Adopting an Abandoned Farm eBook

Kate Sanborn
This eBook from the Gutenberg Project consists of approximately 94 pages of information about Adopting an Abandoned Farm.

Adopting an Abandoned Farm eBook

Kate Sanborn
This eBook from the Gutenberg Project consists of approximately 94 pages of information about Adopting an Abandoned Farm.
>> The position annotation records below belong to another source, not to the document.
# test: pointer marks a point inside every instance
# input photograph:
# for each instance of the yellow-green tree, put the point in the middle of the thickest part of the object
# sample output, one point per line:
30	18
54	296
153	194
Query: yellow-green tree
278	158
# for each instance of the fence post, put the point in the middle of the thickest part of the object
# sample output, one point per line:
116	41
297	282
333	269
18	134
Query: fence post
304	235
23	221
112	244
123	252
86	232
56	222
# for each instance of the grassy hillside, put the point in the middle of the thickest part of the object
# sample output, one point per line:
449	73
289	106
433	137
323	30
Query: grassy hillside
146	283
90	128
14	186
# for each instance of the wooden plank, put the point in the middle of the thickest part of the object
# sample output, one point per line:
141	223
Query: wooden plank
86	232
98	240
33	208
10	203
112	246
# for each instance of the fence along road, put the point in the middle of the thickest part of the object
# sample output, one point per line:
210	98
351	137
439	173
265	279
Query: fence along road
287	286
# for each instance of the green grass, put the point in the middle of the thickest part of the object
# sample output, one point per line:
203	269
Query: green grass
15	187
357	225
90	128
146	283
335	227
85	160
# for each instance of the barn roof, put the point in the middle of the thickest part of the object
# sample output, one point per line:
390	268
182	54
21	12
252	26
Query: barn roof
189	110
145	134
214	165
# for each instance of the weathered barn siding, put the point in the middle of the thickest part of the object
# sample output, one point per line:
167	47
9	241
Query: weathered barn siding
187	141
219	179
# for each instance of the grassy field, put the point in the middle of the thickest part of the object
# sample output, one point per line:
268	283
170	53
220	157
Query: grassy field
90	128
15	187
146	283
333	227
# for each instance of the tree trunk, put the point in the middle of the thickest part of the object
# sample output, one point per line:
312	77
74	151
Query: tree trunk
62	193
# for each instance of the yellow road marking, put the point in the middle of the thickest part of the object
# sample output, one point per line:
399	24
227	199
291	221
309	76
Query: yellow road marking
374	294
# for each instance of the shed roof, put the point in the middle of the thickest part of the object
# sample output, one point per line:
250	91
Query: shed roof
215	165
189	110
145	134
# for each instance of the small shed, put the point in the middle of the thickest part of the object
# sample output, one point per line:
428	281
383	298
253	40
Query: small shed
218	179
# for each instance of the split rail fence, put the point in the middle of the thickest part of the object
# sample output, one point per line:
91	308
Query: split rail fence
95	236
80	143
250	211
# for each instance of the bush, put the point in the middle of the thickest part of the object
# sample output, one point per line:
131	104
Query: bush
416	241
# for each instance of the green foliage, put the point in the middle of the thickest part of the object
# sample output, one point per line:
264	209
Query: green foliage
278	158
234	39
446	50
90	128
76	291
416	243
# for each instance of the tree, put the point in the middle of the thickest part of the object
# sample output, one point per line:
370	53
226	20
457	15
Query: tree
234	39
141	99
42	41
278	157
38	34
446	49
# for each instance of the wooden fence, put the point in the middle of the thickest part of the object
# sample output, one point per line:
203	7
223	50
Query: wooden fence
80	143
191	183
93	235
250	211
The horse looked quiet enough, but I concluded to take my German domestic along for extra safety.  I remembered his drawling direction, “Doan’t pull up the reins unless you want him to go pretty lively,” so held the reins rather loosely for a moment only, for this last hope wheeled round the corner as if possessed, and after trotting, then breaking, then darting madly from side to side, started into a full run.  I pulled with all my might; Gusta stood up and helped.  No avail.  On we rushed to sudden death.  No one in sight anywhere.  With one Herculean effort, bred of the wildest despair, we managed to rein him in at a sharp right angle, and we succeeded in calming his fury, and tied the panting, trembling fiend to a post.  Then Gusta mounted guard while I walked home in the heat and dirt, fully half a mile to summon John.

I learned that that horse had never before been driven by a woman.  He evidently was not pleased.

Soon the following appeared among the local items of interest in the Gooseville Clarion: 

    Uriel Snooks, who has been working in the cheese factory at
    Frogville, is now to preside over chair number four in Baldwin’s
    Tonsorial Establishment on Main Street.

    Kate Sanborn is trying another horse.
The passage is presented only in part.